Jakarta · Senin, 7 September 2026Cari
WargaKonoha

Wakapolri Minta Anggotanya Siaga Hadapi Isu Aksi Black September

Wakapolri Komjen Dedi Prasetyo memerintahkan seluruh anggota Polri untuk siaga menghadapi aksi Black September yang dijadwalkan pada 24 September 2026, yang bertepatan dengan peringatan Hari Tani Nasional dan Semanggi II. Instruksi ini disampaikan dalam apel pasukan di Satlat Brimob Cikeas, Bogor, pada Senin 7 September 2026. Dedi menekankan bahwa aksi unjuk rasa dapat berkembang menjadi gangguan kamtibmas jika tidak dikelola dengan baik, sehingga perlu pendekatan komprehensif mulai dari tahap prakonflik hingga pascakonflik.

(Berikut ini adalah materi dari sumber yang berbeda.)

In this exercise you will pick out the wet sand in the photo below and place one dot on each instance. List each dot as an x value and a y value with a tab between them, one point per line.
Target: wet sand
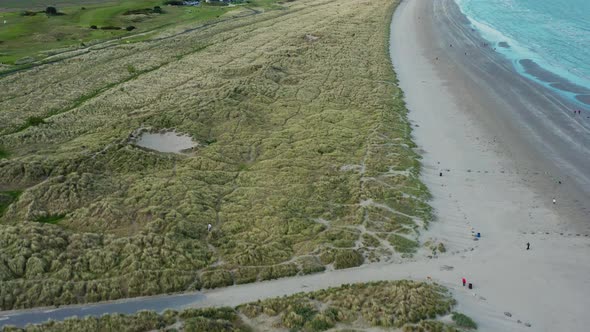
503	144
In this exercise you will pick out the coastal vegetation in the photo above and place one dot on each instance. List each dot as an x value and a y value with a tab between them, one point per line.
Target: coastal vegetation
304	161
404	305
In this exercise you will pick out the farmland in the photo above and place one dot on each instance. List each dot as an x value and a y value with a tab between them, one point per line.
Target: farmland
304	160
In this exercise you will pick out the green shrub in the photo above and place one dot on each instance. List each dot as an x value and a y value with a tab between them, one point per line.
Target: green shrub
35	121
7	198
463	321
347	258
131	69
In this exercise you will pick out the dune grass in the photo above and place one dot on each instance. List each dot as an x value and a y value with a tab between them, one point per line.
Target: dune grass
304	162
401	305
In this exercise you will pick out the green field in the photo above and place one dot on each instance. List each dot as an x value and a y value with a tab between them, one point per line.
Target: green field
304	159
27	38
401	305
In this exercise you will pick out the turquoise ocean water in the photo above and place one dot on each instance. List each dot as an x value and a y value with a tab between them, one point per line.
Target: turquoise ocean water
554	34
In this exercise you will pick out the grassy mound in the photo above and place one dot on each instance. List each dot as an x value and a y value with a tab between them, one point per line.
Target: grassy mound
304	155
404	305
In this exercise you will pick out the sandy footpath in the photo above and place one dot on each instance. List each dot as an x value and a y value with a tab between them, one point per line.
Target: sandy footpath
492	183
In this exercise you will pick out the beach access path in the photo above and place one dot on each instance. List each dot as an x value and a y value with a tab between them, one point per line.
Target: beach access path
484	188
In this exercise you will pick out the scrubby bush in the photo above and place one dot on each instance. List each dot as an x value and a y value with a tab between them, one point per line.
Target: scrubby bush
3	152
51	11
216	278
347	258
137	219
35	121
174	3
406	305
110	27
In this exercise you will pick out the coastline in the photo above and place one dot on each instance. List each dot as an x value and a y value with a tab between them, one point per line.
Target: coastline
480	190
479	122
533	126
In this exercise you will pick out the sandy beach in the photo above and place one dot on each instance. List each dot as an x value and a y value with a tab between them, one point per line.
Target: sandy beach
502	145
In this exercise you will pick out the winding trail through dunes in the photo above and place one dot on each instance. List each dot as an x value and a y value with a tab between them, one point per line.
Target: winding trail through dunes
482	190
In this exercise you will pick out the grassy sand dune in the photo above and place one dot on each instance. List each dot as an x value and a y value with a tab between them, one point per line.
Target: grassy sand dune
304	161
405	305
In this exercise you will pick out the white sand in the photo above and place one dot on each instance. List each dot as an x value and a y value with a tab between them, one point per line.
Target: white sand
547	286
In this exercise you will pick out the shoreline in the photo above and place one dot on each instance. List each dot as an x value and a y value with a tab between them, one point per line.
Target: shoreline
470	126
480	190
532	125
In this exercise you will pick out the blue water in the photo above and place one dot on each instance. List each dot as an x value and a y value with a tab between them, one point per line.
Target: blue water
555	34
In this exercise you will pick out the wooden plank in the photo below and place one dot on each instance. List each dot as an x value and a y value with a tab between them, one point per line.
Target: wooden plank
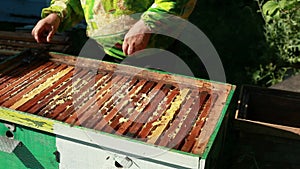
181	81
24	36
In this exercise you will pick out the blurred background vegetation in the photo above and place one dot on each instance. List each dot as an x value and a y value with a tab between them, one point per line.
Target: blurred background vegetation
258	41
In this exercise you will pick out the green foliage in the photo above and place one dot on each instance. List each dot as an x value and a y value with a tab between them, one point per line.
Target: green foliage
282	25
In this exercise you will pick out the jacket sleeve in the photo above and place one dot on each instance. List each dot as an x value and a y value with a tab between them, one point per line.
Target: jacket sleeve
69	11
162	10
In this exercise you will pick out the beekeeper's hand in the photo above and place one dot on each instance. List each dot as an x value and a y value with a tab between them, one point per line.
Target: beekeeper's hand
45	29
137	38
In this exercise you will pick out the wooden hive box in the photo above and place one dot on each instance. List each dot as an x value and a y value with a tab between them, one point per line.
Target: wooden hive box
268	122
60	111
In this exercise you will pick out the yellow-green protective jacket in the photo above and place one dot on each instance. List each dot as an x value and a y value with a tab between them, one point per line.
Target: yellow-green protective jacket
109	20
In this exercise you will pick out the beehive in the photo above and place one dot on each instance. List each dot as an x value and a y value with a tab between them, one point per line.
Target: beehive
131	114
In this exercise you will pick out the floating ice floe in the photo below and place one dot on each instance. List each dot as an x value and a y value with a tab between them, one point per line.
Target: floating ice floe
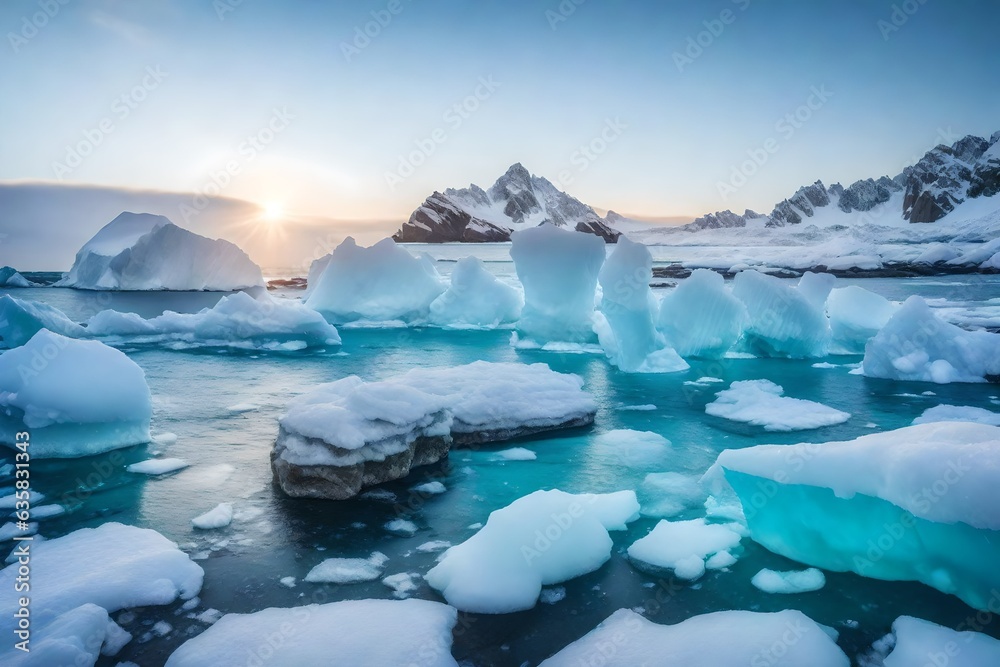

Dalam pesanannya, ia menyebutkan dinamika konflik sosial terkini seperti aksi Hari Buruh, Mau Day, dan aksi akhir Agustus 2026 sebagai contoh potensi ketegangan yang harus diwaspadai. Polri ditugaskan melakukan pemetaan kerawanan, deteksi dini, patroli siber terhadap narasi provokatif, serta melibatkan tokoh masyarakat dan pemerintah daerah untuk mencegah eskalasi. Pada tahap konflik, kegiatan fokus adalah pengamanan, pemisahan pihak, dan penegakan hukum yang profesional. Setelah konflik, Polri harus mendukung rekonsiliasi dan membangun kembali kepercayaan masyarakat agar stabilitas kamtibmas terjaga berkelanjutan.